Dentist's know this.  I'm not a physician, or a dentist, or a science guy.  I obtained medical records for the hospital. Additionally, the Food and Drug Administration in December 14-15, 2010, discussed mercury fillings in pregnant women, young children and alternative methods for tooth decay. 

My son Jeff is 46 now. Every spring and fall the dreaded eczema appears.  Every so often the obsessive-compulsive disorder rears it's grave head. The actions repetitive, ritualistic and compulsive. Mercury fillings passed to the pregnant women, to the placenta, to the baby. Yes, me and Jeffrey. Jeff never had eczema and OCD.  Ever.  

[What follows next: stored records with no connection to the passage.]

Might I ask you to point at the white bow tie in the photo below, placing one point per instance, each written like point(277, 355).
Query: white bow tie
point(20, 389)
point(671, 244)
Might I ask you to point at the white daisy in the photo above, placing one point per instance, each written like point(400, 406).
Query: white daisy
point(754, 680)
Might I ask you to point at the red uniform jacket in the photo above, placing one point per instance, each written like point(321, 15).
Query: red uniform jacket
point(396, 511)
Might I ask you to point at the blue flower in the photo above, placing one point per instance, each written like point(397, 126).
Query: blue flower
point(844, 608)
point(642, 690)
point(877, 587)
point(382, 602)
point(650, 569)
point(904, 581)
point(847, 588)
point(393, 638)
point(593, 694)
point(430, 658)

My granddaughter Jordan is a reed thin sweetie, with angular features and long lines.  She's 14. She eats like a truck driver, craves sugar and she loves fruit.  She inherited eczema;  wisps of eczema from elbows and knees, ever so faint, in the springtime.
Jordan and Jeff

Fayette Transportation carted me, actually a bus, back and forth to the dentist in Scottdale, four long years worth. 
I couldn't speak at all with the stroke. Well, awkward sentences in 2005.  
But I was deep cleaned from the hygienist and had four apicoectomies (an infected tooth).  Yes, palpitations, violent palpitations in the dentist chair, no rhyme or reason.  I had two, numerous teeth from the mandible to the jaw and a dead tooth.

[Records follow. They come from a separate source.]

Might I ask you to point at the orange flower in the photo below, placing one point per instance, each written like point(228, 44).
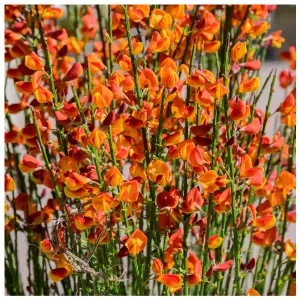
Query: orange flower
point(96, 138)
point(192, 202)
point(217, 89)
point(58, 274)
point(102, 96)
point(24, 87)
point(238, 51)
point(195, 269)
point(33, 62)
point(157, 266)
point(211, 46)
point(113, 177)
point(9, 184)
point(249, 86)
point(136, 170)
point(286, 182)
point(28, 164)
point(264, 238)
point(42, 95)
point(104, 202)
point(138, 12)
point(173, 138)
point(95, 64)
point(290, 250)
point(204, 98)
point(159, 172)
point(74, 73)
point(129, 191)
point(147, 79)
point(214, 241)
point(224, 266)
point(184, 148)
point(45, 246)
point(172, 281)
point(252, 128)
point(239, 110)
point(169, 77)
point(160, 19)
point(136, 242)
point(211, 181)
point(158, 43)
point(252, 292)
point(200, 79)
point(288, 105)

"Pull them," I said, emphatically. "Hurts."
"Pull them out?," said the dentist, disbelieving, "all the way out?  The teeth are fine."
"Pull them.  Mercury?" I said.  "Metallic?"
Of course, I couldn't speak a lick, but in my mind I thought:  Do you know it hurts? The teeth are infected, to be sure, poisonous, toxic, noxious teeth are damaged.  The teeth are the problem. The metallic taste is the problem. Mercury fillings is the problem.  Get them out.
I waited for authorization from the insurance group.
A crazy lady with a stroke. The dentist complied. Gently.
The dentist pulled the teeth '05. The stench in my mouth was unbearable. One by one, the dental forceps extracted the teeth. Forty years is a long time. Cell by cell, organ by organ, took it's toll. The long, slow, process is over and I was overjoyed. The blood coagulated and dentist placed the dentures in my mouth.
Every month for six-months, the swollen dentures were better and better. No swollen gums, hot-spots and tumescent facial features. The metallic taste was gone instantly and the dentures were healing.  No pain to speak of. 

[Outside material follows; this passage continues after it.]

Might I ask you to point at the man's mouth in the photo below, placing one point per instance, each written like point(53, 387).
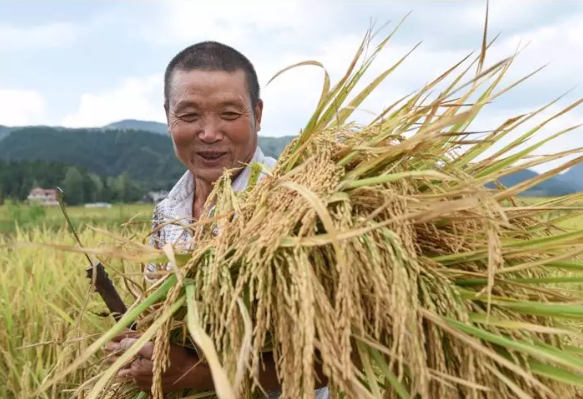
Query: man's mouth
point(210, 155)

Two years, more or less, the Afib and the panic attacks gone. (Mercury stay's for a long, long time.) After the stroke, I had at least once-a-week for Afib; pounding, heart-stopping, life-or-death Afib for at least 20 years. I took the metoprolol (Lopressor); and it doesn't help. Yeah, it's a beta-blocker. Yeah, it reduces the heart-rate. I get that.
Everybody's looking for a quick-fix. Let the body heal itself.